I do accept that there is a difference between a taxpayer-funded profession and a personal/religious/cultural role, but that seems to be the only difference—they really do seem like very similar arguments and I’m a bit surprised to be called uncharitable for bringing it up.
In addition to the what AllAmericanBreakfast said, the issue with “all Muslims are complicit in terrorism unless they loudly and publicly condemn terrorism” is that
a. not all terrorism is committed by Muslims.
b. The shared notion between a) Islamic terrorist and b) normal guy who happens to be Muslim is that they share a belief in the “the will of God”, and they have deferring notions about what the will of God tells them to do.
c. In contrast, (at least in AllAmericanBreakfast’s telling)”the establishment” specifically appeals to the bioethics illusion in their choice to be conservative and allowing people to die by omission. The appropriate comparison might instead be a Muslim imam [1]whose teachings were specifically cited by terrorists as a justification for terror and who chose not to condemn terror (or alternatively, blaming God himself, assuming God is real).
I think this is reasonable. I think it’s also reasonable to assign partial blame to Karl Marx (and contemporary Marxist scholars and firebrands) for the failures of the Soviet Union, and it’s reasonable to assign a small amount of blame to Nietzsche and Kant (as well as contemporary scholars who did not disavow such actions) for the harms of Nazi Germany. Or closer to home, if animal rights terrorism are conducted in the name of Peter Singer, it’s reasonable to assign partial blame to Singer for his speech acts, and especially if he does not disavow such terrorism.
Though that comparison is not exact either, since the illusion is not propagated by individual bioethicists so much as the field overall. So perhaps it’s closer to whether Muslim imams overall have a duty to disavow terror, and I think this is also reasonable (I’d say the same thing about contemporary Marxist scholars re: Stalin and Nietzsche scholars re: Hitler).
In particular, the religious example you gave has political associations I am eager to avoid. Implying such associations can be used as a rhetorical tactic. Furthermore, you read an extreme statements into my comment that simply is not there:
These things together caused me to read your comment not as a rebuttal, but as a low blow, combining outgroup signaling and weak-man tactics. This is why I called your comment uncharitable. I am explaining this to you because you said you were surprised at this reaction, which indicates to me that you may be unaware of these associations and may not have been reading me very closely.
Holding your dad responsible for anyone who gets scammed would be equivalent to accusing him of negligence—a bad omission rather than a bad act, but it is in fact a discussion of omissions that we are focused on here.
Given that you didn’t notice this important difference the first time you examined my argument, are you sure you want to trust your impressions of how things “seem” to you the second time around?
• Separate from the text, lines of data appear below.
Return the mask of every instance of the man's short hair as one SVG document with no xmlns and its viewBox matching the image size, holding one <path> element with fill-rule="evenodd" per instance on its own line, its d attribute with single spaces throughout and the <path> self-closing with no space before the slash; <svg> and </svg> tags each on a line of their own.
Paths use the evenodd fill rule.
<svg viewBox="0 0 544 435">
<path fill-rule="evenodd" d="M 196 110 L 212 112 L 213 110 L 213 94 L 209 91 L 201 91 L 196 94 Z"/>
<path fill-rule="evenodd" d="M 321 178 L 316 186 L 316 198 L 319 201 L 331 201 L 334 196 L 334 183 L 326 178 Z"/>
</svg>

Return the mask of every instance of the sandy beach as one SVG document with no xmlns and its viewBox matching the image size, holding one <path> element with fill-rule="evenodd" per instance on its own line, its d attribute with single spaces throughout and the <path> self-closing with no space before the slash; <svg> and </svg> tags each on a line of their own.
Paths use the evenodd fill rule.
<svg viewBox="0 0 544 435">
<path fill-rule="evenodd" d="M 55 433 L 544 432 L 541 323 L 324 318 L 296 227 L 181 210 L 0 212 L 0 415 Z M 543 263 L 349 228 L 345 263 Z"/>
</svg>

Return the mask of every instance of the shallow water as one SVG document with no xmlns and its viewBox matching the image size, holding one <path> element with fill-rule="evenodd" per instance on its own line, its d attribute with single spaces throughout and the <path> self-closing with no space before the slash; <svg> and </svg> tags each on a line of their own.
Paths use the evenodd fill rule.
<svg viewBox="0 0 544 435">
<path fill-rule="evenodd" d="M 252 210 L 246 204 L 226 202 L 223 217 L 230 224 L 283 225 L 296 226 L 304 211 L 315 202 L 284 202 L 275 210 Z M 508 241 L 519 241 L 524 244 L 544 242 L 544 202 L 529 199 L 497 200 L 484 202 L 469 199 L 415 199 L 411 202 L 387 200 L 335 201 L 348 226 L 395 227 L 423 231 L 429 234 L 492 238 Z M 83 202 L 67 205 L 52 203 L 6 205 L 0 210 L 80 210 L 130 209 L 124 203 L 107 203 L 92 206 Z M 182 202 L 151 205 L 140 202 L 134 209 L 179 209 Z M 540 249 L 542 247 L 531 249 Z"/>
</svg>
This is not, after all, the only difference I outlined—the other being that we are dealing with coordination and communication problems rather than intentionally destructive or criminal actions.
Of course, it’s also important to note that it’s not just the number of distinct differences between the argument I’m making and the words you’re putting into my mouth, but the magnitude of each individual difference. A single important difference is enough to robustly distinguish the ethical argument I’m making from the one you’re worrying about.